Auf dem Gipfel des Gimpel begrüßten wir uns mit Berg Heil alle wieder. Jede Gruppe brauchte viel mehr Zeit als ursprünglich angedacht und so dachte man, die jeweils anderen wären längst schon oben. Tatsächlich kamen wir nur um ca. 10 Minuten versetzt an. Wir pausierten, aßen unsere wohlverdiente Vesper und genossen die großartige Aussicht, die uns dort geboten wurde (u.a. Schloss Neuschwanstein).

Es folgte ein unerwartet harter Abstieg über den Normalweg, der nochmal an unseren Leistungsreserven zehrte und unsere volle Aufmerksamkeit verlangte. Bevor wir aber zurück zum Gimpelhaus gingen, machten wir noch einen kleinen Abstecher zur Tannheimer Hütte, die unweit entfernt liegt. Dort sagten wir den Salewa-Klettersteig-Gehern aus unserer Sektion “Hallo”.

Bevor wir zum Abendessen schritten, sprangen die meisten noch unter die luxuriösen Duschen, die es im Gimpelhaus hat. Großzügige vier Minuten lang gibt es warmes Wasser. Was für eine wohltuende "Verschwendung"!

 

Der dritte Tag brachte uns erneut zunächst Sonnenschein und schönes Wetter. Doch der Wetterbericht sagte bereits eine Verschlechterung gegen Nachmittag hin voraus. Diesmal brachen wir zum Gimpelvorbau und zur Zwerchwand auf, wo sich die Routen "Morgenstund" und "Till Ann" befinden. Es erwies sich als nützlich, dass die Felswände, in denen sich die beiden Routen befinden, in Sicht- und Rufverbindung zueinander liegen. So wurden Seilkommandos gerne mal über die gegenüber kletternde Seilschaft weitergeleitet. Im Verlauf des Kletterns wurde die Bewölkung dichter und die Temperatur fiel merklich. Von weitem sah man ein Unwetter, das sich immer schneller näherte. Unter Regen, zuckenden Blitzen und donnerndem Grollen schaffte es eine Seilschaft noch zum letzten Stand und konnte über die Abseilpiste herunter, die andere musste den Rückzug über die Route antreten. Zum Glück zog das Unwetter nur vorbei und beruhigte sich nach wenigen Minuten wieder. So hatten wir sogar Gelegenheit gehabt,  auf eine der wichtigsten alpinen Gefahren sensibilisiert zu werden.

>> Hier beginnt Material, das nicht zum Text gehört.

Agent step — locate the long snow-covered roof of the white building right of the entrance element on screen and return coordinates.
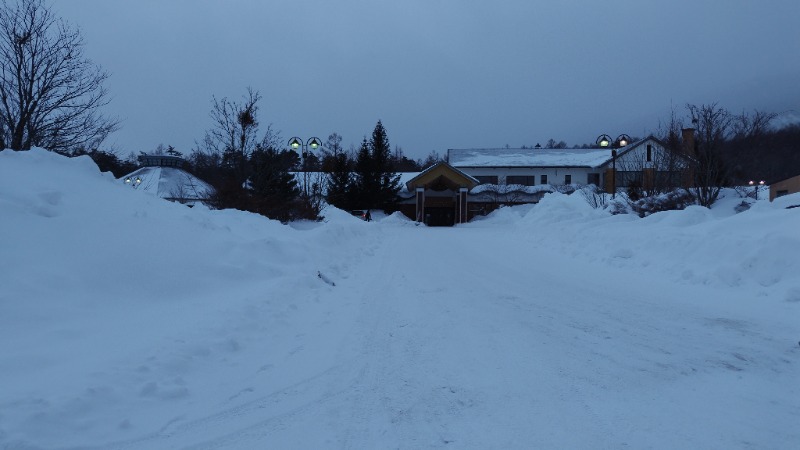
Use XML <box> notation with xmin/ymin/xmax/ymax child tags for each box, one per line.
<box><xmin>447</xmin><ymin>136</ymin><xmax>659</xmax><ymax>168</ymax></box>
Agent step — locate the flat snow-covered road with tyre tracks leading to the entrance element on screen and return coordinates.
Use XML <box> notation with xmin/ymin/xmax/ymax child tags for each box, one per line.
<box><xmin>109</xmin><ymin>226</ymin><xmax>800</xmax><ymax>449</ymax></box>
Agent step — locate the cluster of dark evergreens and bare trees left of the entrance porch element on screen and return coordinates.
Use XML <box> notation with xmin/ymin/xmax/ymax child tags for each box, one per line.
<box><xmin>182</xmin><ymin>89</ymin><xmax>403</xmax><ymax>221</ymax></box>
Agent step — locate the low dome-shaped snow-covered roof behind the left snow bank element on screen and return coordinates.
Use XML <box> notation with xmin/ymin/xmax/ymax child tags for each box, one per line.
<box><xmin>120</xmin><ymin>166</ymin><xmax>214</xmax><ymax>201</ymax></box>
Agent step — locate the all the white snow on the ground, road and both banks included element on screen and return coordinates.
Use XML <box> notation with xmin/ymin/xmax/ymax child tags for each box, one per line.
<box><xmin>0</xmin><ymin>149</ymin><xmax>800</xmax><ymax>449</ymax></box>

Zurück auf der Hütte ließen wir uns bei der Abschlussbesprechung die hausgemachten Germknödel, Apfelstrudel oder Semmelknödelsuppe schmecken. Es folgte noch der Abstieg ins Tal, wo unser Busle stand und uns heil zurück nach Tübingen gebracht hat.

Alle Teilnehmer haben viel gelernt und dabei eine Menge Spaß gehabt. Ein großer Dank geht an unsere beiden Guides, die uns einerseits jederzeit das Gefühl gaben, gut aufgehoben zu sein, anderseits uns motiviert haben, zukünftig selbstständig alpin unterwegs zu sein. Wir sind froh, dass es solche Menschen gibt!